Russian court fines ventilator-manufacturer for shoddy production. The same company made the devices that were shipped in April to the U.S., which later dumped them in the trash.
An arbitration court in the Sverdlovsk region has fined the Ural Instrument Making Plant 500,000 rubles ($6,500) for manufacturing faulty equipment after federal regulators discovered violations of licensing requirements in the production, maintenance, and circulation of medical devices.
The factory’s parent company, Concern Radio-Electronic Technologies (itself a Rostec subsidiary), announced in a press release that the plant has already resolved all regulatory violations, which it says were in no way connected to several “Aventa-M” artificial ventilators that caught fire at two hospitals in Russia and killed six people.

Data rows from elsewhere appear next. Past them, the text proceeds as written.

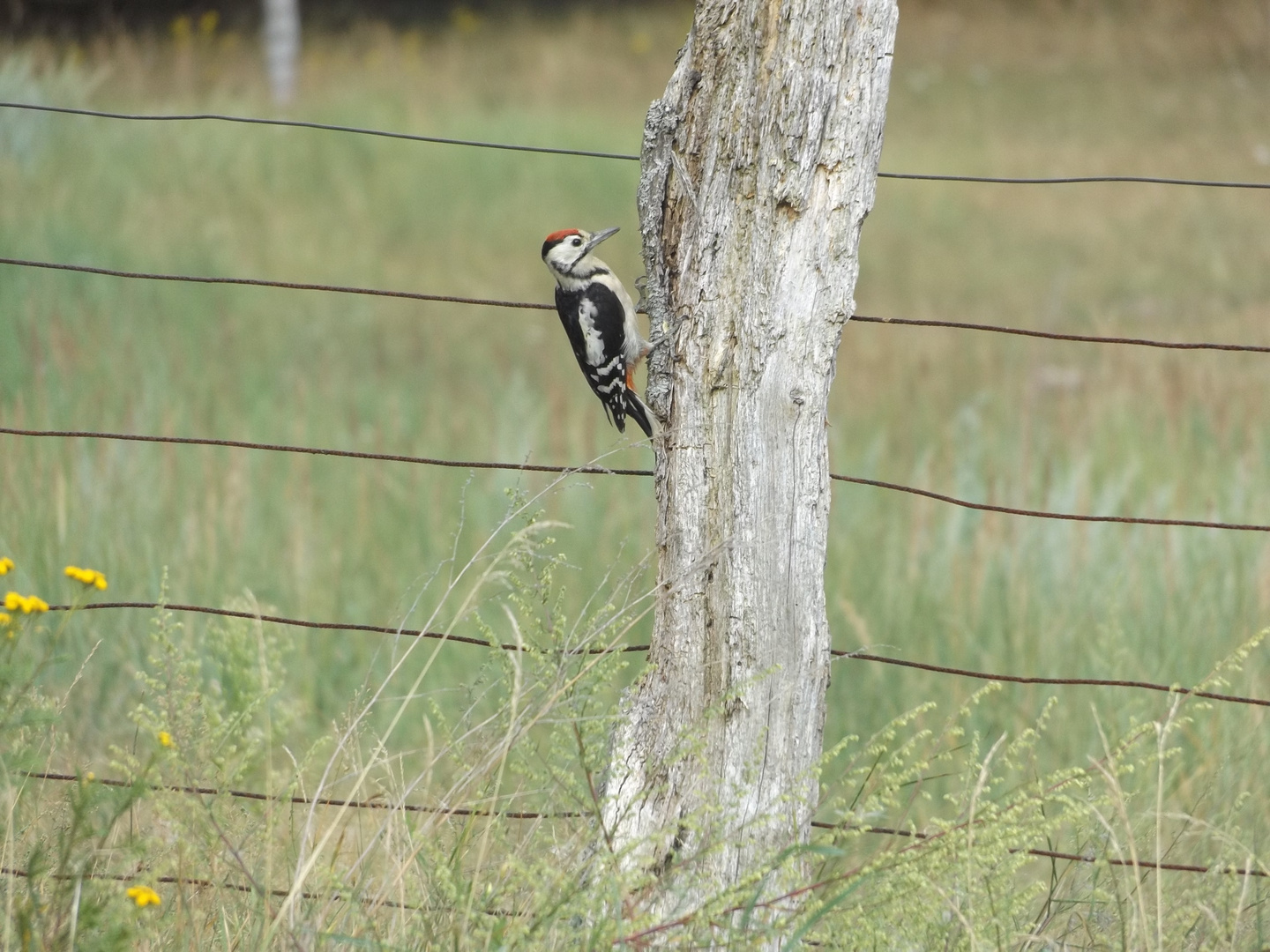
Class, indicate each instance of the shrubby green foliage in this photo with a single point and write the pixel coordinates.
(925, 837)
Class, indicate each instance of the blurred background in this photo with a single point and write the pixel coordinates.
(1162, 88)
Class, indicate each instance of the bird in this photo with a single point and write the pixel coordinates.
(600, 319)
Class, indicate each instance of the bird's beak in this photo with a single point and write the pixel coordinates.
(596, 239)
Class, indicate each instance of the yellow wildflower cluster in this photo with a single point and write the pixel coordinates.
(26, 605)
(144, 896)
(89, 576)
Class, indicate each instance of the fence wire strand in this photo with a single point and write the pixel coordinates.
(620, 649)
(1056, 335)
(574, 815)
(621, 156)
(609, 471)
(533, 306)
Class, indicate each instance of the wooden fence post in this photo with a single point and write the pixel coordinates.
(758, 169)
(282, 48)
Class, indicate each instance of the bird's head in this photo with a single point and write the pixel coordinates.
(568, 254)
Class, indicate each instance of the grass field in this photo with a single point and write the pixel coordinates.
(1044, 90)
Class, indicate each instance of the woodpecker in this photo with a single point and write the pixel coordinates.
(600, 319)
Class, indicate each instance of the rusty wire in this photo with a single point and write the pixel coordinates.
(332, 626)
(1056, 335)
(533, 306)
(576, 815)
(1065, 682)
(239, 888)
(608, 471)
(267, 283)
(617, 649)
(623, 156)
(309, 801)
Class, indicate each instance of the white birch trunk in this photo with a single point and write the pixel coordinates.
(282, 48)
(758, 169)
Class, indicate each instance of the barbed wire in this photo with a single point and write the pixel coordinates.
(576, 815)
(240, 888)
(1064, 682)
(333, 626)
(609, 471)
(267, 283)
(1056, 335)
(322, 126)
(533, 306)
(306, 801)
(1048, 514)
(620, 649)
(1057, 854)
(594, 153)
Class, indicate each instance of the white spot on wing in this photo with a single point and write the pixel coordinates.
(587, 312)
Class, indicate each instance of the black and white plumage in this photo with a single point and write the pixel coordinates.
(600, 319)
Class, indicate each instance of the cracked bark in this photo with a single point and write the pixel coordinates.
(758, 169)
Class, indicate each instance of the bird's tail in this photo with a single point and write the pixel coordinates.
(638, 410)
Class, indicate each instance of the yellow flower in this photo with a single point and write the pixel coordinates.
(144, 896)
(26, 605)
(89, 576)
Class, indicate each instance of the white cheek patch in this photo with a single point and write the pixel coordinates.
(587, 312)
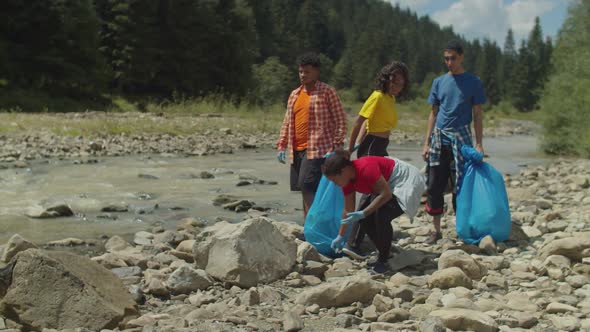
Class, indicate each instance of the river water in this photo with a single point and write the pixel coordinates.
(178, 192)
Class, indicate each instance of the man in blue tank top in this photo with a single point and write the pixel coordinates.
(456, 98)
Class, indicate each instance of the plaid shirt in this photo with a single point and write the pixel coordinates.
(327, 122)
(459, 137)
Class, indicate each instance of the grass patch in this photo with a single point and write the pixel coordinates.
(205, 115)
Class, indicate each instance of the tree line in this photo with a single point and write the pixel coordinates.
(244, 49)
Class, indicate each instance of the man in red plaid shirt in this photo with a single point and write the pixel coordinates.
(314, 124)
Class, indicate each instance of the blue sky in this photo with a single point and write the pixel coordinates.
(493, 18)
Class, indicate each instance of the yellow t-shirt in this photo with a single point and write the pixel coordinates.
(380, 111)
(301, 111)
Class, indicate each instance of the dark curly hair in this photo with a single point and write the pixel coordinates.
(334, 164)
(310, 58)
(388, 73)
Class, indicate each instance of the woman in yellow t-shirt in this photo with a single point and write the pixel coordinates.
(374, 123)
(379, 115)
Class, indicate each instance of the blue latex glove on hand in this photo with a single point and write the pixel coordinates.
(337, 243)
(281, 157)
(352, 217)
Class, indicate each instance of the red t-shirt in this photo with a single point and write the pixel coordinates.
(368, 170)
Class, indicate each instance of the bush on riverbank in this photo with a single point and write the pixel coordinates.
(566, 99)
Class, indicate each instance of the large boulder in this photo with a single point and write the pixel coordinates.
(59, 290)
(571, 247)
(462, 260)
(465, 319)
(245, 254)
(449, 278)
(15, 245)
(341, 292)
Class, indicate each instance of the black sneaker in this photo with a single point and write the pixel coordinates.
(352, 252)
(433, 238)
(380, 267)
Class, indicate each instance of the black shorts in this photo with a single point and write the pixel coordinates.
(440, 177)
(373, 146)
(305, 173)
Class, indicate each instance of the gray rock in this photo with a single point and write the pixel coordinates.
(449, 278)
(186, 279)
(557, 308)
(432, 324)
(127, 272)
(566, 323)
(462, 260)
(314, 268)
(370, 313)
(69, 292)
(115, 208)
(306, 252)
(61, 210)
(15, 244)
(383, 303)
(292, 322)
(465, 319)
(572, 247)
(394, 316)
(250, 297)
(347, 320)
(246, 254)
(342, 292)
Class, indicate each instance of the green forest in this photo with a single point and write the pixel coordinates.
(71, 55)
(244, 49)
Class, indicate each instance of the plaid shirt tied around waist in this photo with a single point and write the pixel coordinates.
(458, 137)
(326, 126)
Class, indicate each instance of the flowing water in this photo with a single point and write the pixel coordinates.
(177, 192)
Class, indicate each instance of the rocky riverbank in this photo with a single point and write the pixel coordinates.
(257, 276)
(211, 134)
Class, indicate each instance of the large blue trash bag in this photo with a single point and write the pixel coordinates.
(482, 202)
(323, 218)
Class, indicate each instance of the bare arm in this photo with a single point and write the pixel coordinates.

This is already the second time the Ural Instrument Making Plant has been fined for faulty production. Last month, the same court in the Sverdlovsk region penalized the company 100,000 rubles ($1,300) for separate violations of licensing requirements.

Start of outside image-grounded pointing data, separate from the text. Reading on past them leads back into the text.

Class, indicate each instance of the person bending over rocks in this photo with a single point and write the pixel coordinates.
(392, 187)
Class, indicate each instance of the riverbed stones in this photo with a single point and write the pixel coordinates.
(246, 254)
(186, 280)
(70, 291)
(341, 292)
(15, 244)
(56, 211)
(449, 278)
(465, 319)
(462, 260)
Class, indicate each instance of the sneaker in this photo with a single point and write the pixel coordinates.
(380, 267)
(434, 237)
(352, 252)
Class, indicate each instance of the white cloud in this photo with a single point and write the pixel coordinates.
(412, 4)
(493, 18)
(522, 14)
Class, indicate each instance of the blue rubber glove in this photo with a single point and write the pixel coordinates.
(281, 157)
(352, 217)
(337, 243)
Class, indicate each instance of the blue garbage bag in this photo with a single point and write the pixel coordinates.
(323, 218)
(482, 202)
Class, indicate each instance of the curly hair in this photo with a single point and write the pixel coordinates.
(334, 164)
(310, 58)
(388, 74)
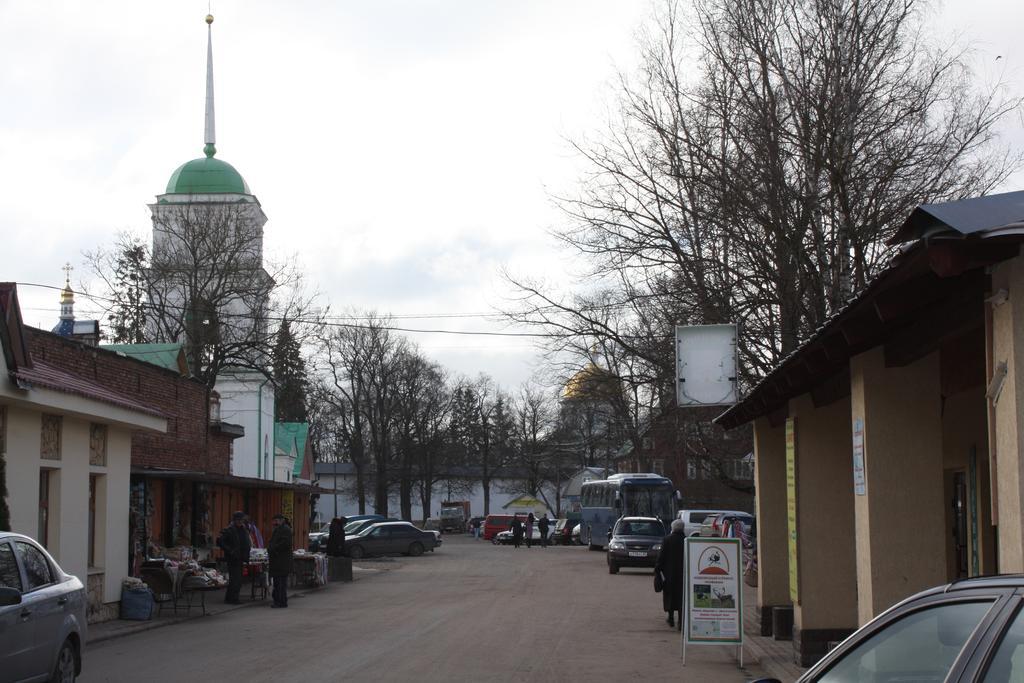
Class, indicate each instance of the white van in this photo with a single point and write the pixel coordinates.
(693, 519)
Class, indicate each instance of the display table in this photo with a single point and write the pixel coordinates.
(193, 585)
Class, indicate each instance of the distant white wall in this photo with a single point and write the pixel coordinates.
(346, 504)
(247, 399)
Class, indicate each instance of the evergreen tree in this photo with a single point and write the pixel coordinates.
(128, 317)
(290, 376)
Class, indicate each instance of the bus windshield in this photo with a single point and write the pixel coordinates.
(648, 501)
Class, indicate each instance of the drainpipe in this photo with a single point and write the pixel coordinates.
(259, 430)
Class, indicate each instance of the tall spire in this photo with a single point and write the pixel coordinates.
(211, 136)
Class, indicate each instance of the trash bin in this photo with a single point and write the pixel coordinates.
(136, 603)
(339, 568)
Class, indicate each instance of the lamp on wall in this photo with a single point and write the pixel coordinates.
(998, 298)
(995, 384)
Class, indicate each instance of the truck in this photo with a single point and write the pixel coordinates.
(455, 516)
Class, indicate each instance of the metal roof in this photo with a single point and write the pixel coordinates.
(964, 217)
(168, 356)
(945, 241)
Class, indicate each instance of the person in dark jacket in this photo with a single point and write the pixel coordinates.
(516, 531)
(236, 544)
(279, 553)
(671, 566)
(336, 538)
(542, 525)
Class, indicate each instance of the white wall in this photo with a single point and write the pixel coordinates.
(242, 402)
(69, 537)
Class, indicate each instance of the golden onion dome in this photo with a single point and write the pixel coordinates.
(591, 382)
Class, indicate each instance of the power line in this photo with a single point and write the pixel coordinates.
(325, 322)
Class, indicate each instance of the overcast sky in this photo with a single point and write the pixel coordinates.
(403, 151)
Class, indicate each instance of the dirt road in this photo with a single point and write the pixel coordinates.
(470, 611)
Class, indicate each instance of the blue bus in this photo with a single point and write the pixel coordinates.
(629, 495)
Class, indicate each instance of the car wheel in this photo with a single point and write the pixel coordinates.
(65, 671)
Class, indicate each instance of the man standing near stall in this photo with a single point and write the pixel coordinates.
(280, 555)
(235, 542)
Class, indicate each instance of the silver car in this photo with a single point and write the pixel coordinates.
(42, 614)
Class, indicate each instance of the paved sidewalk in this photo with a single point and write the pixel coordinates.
(214, 605)
(774, 656)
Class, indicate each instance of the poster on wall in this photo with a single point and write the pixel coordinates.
(288, 505)
(791, 506)
(859, 483)
(714, 599)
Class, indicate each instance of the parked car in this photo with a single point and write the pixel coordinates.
(391, 539)
(693, 518)
(713, 525)
(493, 524)
(317, 540)
(505, 538)
(635, 542)
(42, 614)
(969, 631)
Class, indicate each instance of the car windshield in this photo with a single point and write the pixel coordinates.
(640, 527)
(649, 501)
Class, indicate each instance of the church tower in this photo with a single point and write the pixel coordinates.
(83, 331)
(210, 291)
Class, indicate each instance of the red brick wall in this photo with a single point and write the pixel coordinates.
(188, 444)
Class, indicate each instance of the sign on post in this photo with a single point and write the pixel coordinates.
(714, 599)
(706, 365)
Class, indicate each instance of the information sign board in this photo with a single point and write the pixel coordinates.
(713, 604)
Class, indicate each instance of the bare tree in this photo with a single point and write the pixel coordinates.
(206, 285)
(364, 365)
(762, 156)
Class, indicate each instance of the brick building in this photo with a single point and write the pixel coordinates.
(182, 491)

In April 2020, Russia shipped 45 Aventa-M ventilators to New York City as part of a humanitarian-aid exchange with the United States. Due to problems with power-supply conversion, the fires in Moscow and St. Petersburg, and the political toxicity of products manufactured by Concern Radio-Electronic Technologies (which is under U.S. economic sanctions), the U.S. Federal Emergency Management Agency ultimately discarded the devices.